The digital realm created by Phoenix Springs, which hides its myriad secrets in a dense, neo-noir-esque labyrinth of lines, depths, and colours, gives players a symbolic date to a garden party that is as much about the gorgeous company in attendance as about the opulent venue itself. The game’s invitation ensures us that we shall find an invitation in Phoenix Springs, a venue and a surrounding void that conjures a visceral entry point, not just in the neo-noir desert setting, but in a world of human dramas, played out vividly across physical domains. The colour red carries meaning as a hue in the palette here, but the design motif is also an emblem for the vital presence of life within Phoenix Springs’ universe.
The core of Phoenix Springs is Iris Dormer, a keen reporter on the trail of her estranged brother Leo, whose mental note-to-self inventory serves as a sotto voce set of clues, as opposed to actual actions. You enter a crumbling urban sprawl in a quest for a missing person, one that leads you into the neo-noir throb of Phoenix Springs. The detail of what you’re investigating, and how you play a point-and-click detective, enables the player to become intimately involved.
It’s through the mechanic of this game, Phoenix Springs, that players engage in intellectual exploration instead of physical collection. Iris’s journey is a journey of deduction, rather than discovery. Every act of talking, looking at or using serves as a portal that players can walk through to progress the story. Every dialogue option is another stroke of colour that adds to the game’s canvas.
The art direction of Phoenix Springs is incredible. Its world is rendered in deep moody greens, with bold pops of RED, blue and yellow.

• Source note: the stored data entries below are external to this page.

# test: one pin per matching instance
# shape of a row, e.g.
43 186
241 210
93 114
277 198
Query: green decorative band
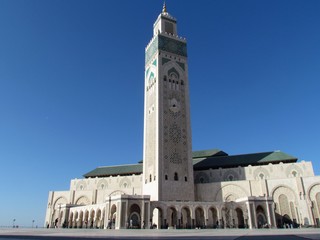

Colour isn’t used abstractly to create contrast and beauty but instead narratively, to guide your eyes and attention to important details, to what you need to do next. The sheer beauty of the world and its bold art direction, the unusual interface design of the items inventory, and the poetic, mystery-box storytelling elevate this above the noise of indie games.
RED is also revealed through extended narration by Iris Dormer, who introduces us to the world of Phoenix Springs with her distinctive observational voice – a mix of detachment and melancholy that paints a picture of her surroundings. Her running commentary is like a RED silk thread weaving through the game, to which players can follow as they delve more deeply into the game’s mysteries and the story of its main character.

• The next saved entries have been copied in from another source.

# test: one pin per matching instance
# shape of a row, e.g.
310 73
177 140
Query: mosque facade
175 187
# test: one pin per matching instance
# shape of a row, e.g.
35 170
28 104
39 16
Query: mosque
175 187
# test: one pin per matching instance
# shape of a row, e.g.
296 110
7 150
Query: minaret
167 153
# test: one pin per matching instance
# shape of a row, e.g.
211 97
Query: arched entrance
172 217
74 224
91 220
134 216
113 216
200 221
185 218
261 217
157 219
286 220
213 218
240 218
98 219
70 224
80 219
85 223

With Phoenix Springs, a game world emerges that revolves around something more than the simple mechanics that drive the typical game. [A] complex tapestry of characteristics and emotions runs through the story – dark, grey and [a] deep red. It is your duty to scan it from the edge, unraveling it and finding out what really happened. Narrative elements in Phoenix Springs are connected through ‘red’ threads that create an overarching tapestry; ‘scanning [it] from the edge’ allows players a voyeuristic feeling, but it is equally important to note that they are a part of the story and not simply observers.
As the game progresses in the dusty wastes of Phoenix Springs, red is multivalenced: it is the colour of life, the colour of mystery, the colour of the thread of connection that holds the puzzle together. Whether on the edge of the frame or the depth of the shot, it is the thing that tells a player where he should be looking, the thing that brings a player into the true heart of the story. It’s not an accident that Scott used it so heavily; it’s a remarkably fitting artistic and thematic choice for a film that is so focused on the human relationships that give our lives meaning, on the process of loss, and on, ultimately, the search for what can go on after.

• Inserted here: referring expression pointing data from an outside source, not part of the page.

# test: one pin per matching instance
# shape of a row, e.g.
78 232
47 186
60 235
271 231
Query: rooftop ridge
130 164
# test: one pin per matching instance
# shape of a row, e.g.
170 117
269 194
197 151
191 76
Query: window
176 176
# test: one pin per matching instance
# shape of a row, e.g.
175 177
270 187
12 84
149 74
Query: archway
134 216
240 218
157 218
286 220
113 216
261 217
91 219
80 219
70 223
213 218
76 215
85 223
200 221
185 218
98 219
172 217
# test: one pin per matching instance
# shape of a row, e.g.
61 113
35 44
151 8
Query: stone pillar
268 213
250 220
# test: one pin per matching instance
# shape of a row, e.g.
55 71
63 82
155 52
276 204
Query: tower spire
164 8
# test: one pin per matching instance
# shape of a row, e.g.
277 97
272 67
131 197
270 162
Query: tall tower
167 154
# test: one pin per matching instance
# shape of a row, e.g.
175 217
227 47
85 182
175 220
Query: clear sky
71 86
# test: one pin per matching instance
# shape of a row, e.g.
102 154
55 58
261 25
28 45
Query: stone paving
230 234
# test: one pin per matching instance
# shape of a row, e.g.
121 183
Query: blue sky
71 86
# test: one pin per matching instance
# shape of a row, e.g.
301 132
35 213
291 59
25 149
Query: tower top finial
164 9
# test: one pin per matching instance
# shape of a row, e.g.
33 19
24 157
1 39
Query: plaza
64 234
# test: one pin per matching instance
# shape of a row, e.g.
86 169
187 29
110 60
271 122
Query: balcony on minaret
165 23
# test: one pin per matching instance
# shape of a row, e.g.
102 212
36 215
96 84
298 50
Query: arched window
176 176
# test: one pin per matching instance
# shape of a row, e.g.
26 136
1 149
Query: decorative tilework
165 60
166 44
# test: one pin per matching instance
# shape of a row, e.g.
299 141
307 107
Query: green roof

Players approaching Phoenix Springs prepare not to engage in a new adventure among bits of light and dark on the screen: they are about to experience a profound, richly detailed, visually captivating and emotionally engaging narrative that will linger with them for years after the screen fades to black. Phoenix Springs does not say: ‘Check out this thing!’ Phoenix Springs says: ‘Feel this!’ Phoenix Springs says: ‘Wonder at this!’ Phoenix Springs says: ‘Look inside my CRIMSON heart.’